Justin, age 7
Kendal, Cumbria, UK (1989)
I had two obsessions as a child - clothes and dancing. My mum took my sister to ballet lessons, which I insisted on attending. And to my father's utter disbelief, she actually dressed me in a leotard with ballet slippers. I even had leg warmers.
Not because I didn't like rugby or that I was terrible playing it. I just felt really out of place.
The other boys on the team took an instant dislike to me. Eventually, my dad and I compromised, which meant taking tennis and cricket lessons.
So, I was allowed to keep dancing and drop the traumatic rugby lessons.
I never realized I was gay until I was 14, and was not comfortable with it until much later.
And I can remember the moment I knew: a friend brought a porn magazine to school.

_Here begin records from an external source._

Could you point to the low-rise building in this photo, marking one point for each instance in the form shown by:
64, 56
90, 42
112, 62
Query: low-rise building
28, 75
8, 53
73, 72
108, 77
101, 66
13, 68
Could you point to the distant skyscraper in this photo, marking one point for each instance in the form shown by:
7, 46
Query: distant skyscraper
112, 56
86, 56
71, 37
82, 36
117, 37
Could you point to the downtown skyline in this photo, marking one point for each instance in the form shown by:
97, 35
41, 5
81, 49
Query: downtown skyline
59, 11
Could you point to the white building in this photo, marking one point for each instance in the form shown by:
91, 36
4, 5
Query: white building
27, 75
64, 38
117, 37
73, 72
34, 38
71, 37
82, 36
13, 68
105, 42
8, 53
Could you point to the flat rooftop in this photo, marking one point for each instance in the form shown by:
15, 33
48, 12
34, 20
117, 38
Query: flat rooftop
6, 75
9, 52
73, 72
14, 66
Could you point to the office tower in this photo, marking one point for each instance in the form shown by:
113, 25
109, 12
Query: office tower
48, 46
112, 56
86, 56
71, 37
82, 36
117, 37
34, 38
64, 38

We were all fascinated, as none of us had seen a naked woman before.
I remember saying "I don't get it," and someone said "Well, you must be gay." This placed the seed of doubt in my mind. Weeks later I knew for sure, when a friend found his mum's very graphic videotape called "A Guide to Sex." The woman in it didn't interest me, only the man. And, my two best friends.

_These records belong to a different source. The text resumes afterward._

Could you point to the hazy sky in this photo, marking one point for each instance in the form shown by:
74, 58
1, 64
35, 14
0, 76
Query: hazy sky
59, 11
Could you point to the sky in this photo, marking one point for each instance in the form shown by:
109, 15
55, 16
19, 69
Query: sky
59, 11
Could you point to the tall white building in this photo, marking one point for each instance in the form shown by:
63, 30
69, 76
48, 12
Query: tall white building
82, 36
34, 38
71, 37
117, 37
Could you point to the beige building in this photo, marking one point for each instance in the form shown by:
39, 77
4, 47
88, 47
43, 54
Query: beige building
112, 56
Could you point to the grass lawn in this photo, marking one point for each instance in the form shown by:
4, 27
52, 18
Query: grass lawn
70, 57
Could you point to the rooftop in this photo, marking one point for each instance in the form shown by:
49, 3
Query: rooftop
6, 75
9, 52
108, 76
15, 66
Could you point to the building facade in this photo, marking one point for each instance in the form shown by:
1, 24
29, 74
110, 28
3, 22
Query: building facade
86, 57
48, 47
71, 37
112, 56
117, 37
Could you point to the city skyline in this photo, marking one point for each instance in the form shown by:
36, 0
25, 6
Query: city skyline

I don't know why it took so long for me realize who I was, or why I found being gay so difficult to accept. In my mind, being gay was a weakness. And at the time, I already felt flawed.
I decided to repress everything I felt was gay about myself. I regret doing that,
as it made me so unhappy. It was not until I started art school that I started to accept who I was. The moment I did, my life changed for the better.
Today, I'm a menswear designer. And I still love to dance.